There are all types of reasons why individuals decide to sell businesses. However, the true factor and the one they tell you might be 2 completely different things. As an example, they may claim "I have too many various responsibilities" or "I am retiring". For numerous sellers, these reasons stand. But, for some, these may just be reasons to attempt to hide the reality of altering demographics, increased competition, recent reduction in earnings, or an array of other factors. This is why it is extremely crucial that you not count absolutely on a seller's word, but instead, make use of the seller's response together with your total due diligence. This will paint a much more reasonable image of the business's current circumstance.

Existing Debts and Future Obligations

If the current company is in debt, which numerous companies are, then you will have reason to consider this when valuating/preparing your deal. Numerous operating businesses borrow money in order to cover points like supplies, payroll, accounts payable, etc. Remember that sometimes this can indicate that earnings margins are too thin. Numerous companies come under a revolving door of taking on debt as a way to pay back various other loans. Along with debts, there may likewise be future obligations to consider. There may be an outstanding lease on tools or the structure where the business resides. The business might have existing contracts with vendors that must be met or may cause fines if terminated early.

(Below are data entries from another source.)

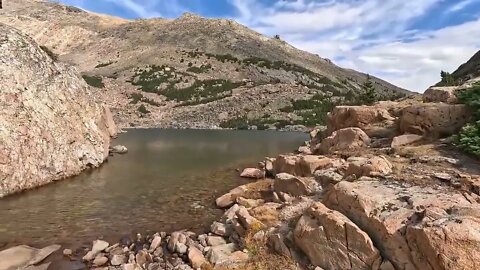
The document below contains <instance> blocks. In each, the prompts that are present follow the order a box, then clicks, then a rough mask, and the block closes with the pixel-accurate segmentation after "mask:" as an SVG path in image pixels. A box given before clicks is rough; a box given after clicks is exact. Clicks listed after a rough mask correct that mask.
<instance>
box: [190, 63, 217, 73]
mask: <svg viewBox="0 0 480 270" xmlns="http://www.w3.org/2000/svg"><path fill="white" fill-rule="evenodd" d="M211 68H212V65H210V64H207V65H201V66H200V67H193V66H192V67H189V68H187V71H188V72H193V73H197V74H200V73H206V72H208V71H209V70H210V69H211Z"/></svg>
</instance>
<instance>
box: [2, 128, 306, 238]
mask: <svg viewBox="0 0 480 270" xmlns="http://www.w3.org/2000/svg"><path fill="white" fill-rule="evenodd" d="M305 139H306V135H305V134H301V133H278V132H266V131H265V132H255V131H201V130H158V129H157V130H156V129H150V130H131V131H129V132H128V133H125V134H122V135H121V136H120V137H119V139H118V140H117V141H116V142H115V143H118V144H124V145H126V146H127V147H128V149H129V153H128V154H127V155H122V156H114V157H112V158H110V160H109V161H108V162H107V163H106V164H105V165H104V166H102V167H101V168H99V169H96V170H93V171H90V172H86V173H83V174H82V175H80V176H78V177H75V178H72V179H69V180H65V181H60V182H57V183H55V184H52V185H48V186H46V187H42V188H40V189H38V190H35V191H30V192H25V193H23V194H20V195H15V196H11V197H7V198H5V199H3V200H0V246H2V245H5V244H7V245H13V244H18V243H27V244H33V245H44V244H51V243H60V244H66V245H67V246H68V245H69V244H71V243H78V242H81V241H85V240H91V239H93V238H96V237H99V236H104V237H105V238H107V239H108V238H109V237H112V238H116V237H118V236H119V235H120V234H123V233H128V232H131V231H132V230H135V231H148V230H150V231H160V230H164V231H170V230H174V229H179V228H192V229H200V228H201V227H202V226H204V225H205V224H207V223H209V222H210V221H211V220H212V219H214V218H215V217H216V215H218V214H219V211H218V210H215V209H214V208H213V207H212V206H213V205H212V202H213V199H214V197H215V196H216V195H218V194H221V193H223V192H225V191H227V190H229V189H230V188H232V187H234V186H236V185H239V184H241V183H243V182H244V181H245V180H241V179H239V178H238V177H237V174H236V173H235V172H234V170H233V168H236V167H240V166H244V165H248V164H249V165H254V164H255V163H256V162H257V161H259V160H261V159H262V158H263V157H264V156H273V155H276V154H278V153H281V152H288V151H291V150H293V149H294V148H296V147H297V146H298V145H299V144H300V143H301V142H302V141H303V140H305Z"/></svg>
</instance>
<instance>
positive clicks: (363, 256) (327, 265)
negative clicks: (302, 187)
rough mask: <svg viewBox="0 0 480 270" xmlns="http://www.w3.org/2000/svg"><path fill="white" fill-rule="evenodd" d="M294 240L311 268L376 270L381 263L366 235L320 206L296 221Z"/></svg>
mask: <svg viewBox="0 0 480 270" xmlns="http://www.w3.org/2000/svg"><path fill="white" fill-rule="evenodd" d="M294 239H295V244H296V245H297V246H298V247H299V248H300V249H301V250H302V251H303V252H305V254H307V256H308V258H309V259H310V261H311V262H312V264H313V265H314V266H319V267H322V268H324V269H365V270H366V269H378V267H379V265H380V263H381V257H380V253H379V252H378V250H377V249H376V248H375V246H374V245H373V243H372V240H371V239H370V237H369V236H368V234H366V233H365V232H364V231H362V230H361V229H360V228H358V226H357V225H355V224H354V223H353V222H352V221H350V220H349V219H348V218H347V217H346V216H344V215H343V214H341V213H340V212H338V211H335V210H331V209H328V208H327V207H325V205H323V204H322V203H316V204H314V205H313V207H311V208H310V209H309V210H308V211H306V213H305V214H304V215H303V216H302V217H301V218H300V220H299V221H298V223H297V226H296V228H295V231H294Z"/></svg>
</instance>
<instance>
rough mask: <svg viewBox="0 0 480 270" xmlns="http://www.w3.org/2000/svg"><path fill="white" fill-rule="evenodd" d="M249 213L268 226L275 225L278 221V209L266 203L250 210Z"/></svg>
mask: <svg viewBox="0 0 480 270" xmlns="http://www.w3.org/2000/svg"><path fill="white" fill-rule="evenodd" d="M250 214H251V215H252V216H253V217H254V218H256V219H258V220H259V221H260V222H262V223H263V224H265V225H267V226H268V227H272V226H275V225H277V224H278V223H279V222H280V217H279V216H280V215H279V213H278V210H276V209H274V208H273V207H270V206H268V205H262V206H259V207H256V208H253V209H252V210H250Z"/></svg>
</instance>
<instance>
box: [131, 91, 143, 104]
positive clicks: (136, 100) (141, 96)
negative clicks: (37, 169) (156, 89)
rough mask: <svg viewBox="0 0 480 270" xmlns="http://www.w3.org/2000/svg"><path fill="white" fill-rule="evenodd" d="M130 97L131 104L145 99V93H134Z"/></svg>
mask: <svg viewBox="0 0 480 270" xmlns="http://www.w3.org/2000/svg"><path fill="white" fill-rule="evenodd" d="M130 99H132V100H131V101H130V104H137V103H138V102H139V101H141V100H142V99H143V95H142V94H139V93H133V94H131V95H130Z"/></svg>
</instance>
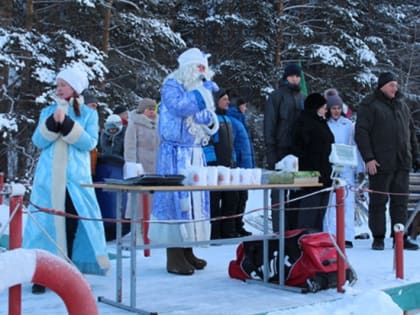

Understanding the Customer Base, Competition and Area Demographics

Exactly how do operating businesses in the location bring in brand-new clients? Often times, businesses have repeat customers, which develop the core of their daily revenues. Specific elements such as brand-new competition sprouting up around the area, road building and construction, and staff turn over can influence repeat clients as well as negatively influence future incomes. One vital point to consider is the placement of the business. Is it in a highly trafficked shopping center, or is it concealed from the highway? Certainly, the more people that see the business often, the higher the chance to develop a returning consumer base. A last thought is the basic location demographics. Is the business situated in a largely populated city, or is it located on the outskirts of town? How might the regional typical home earnings effect future earnings prospects?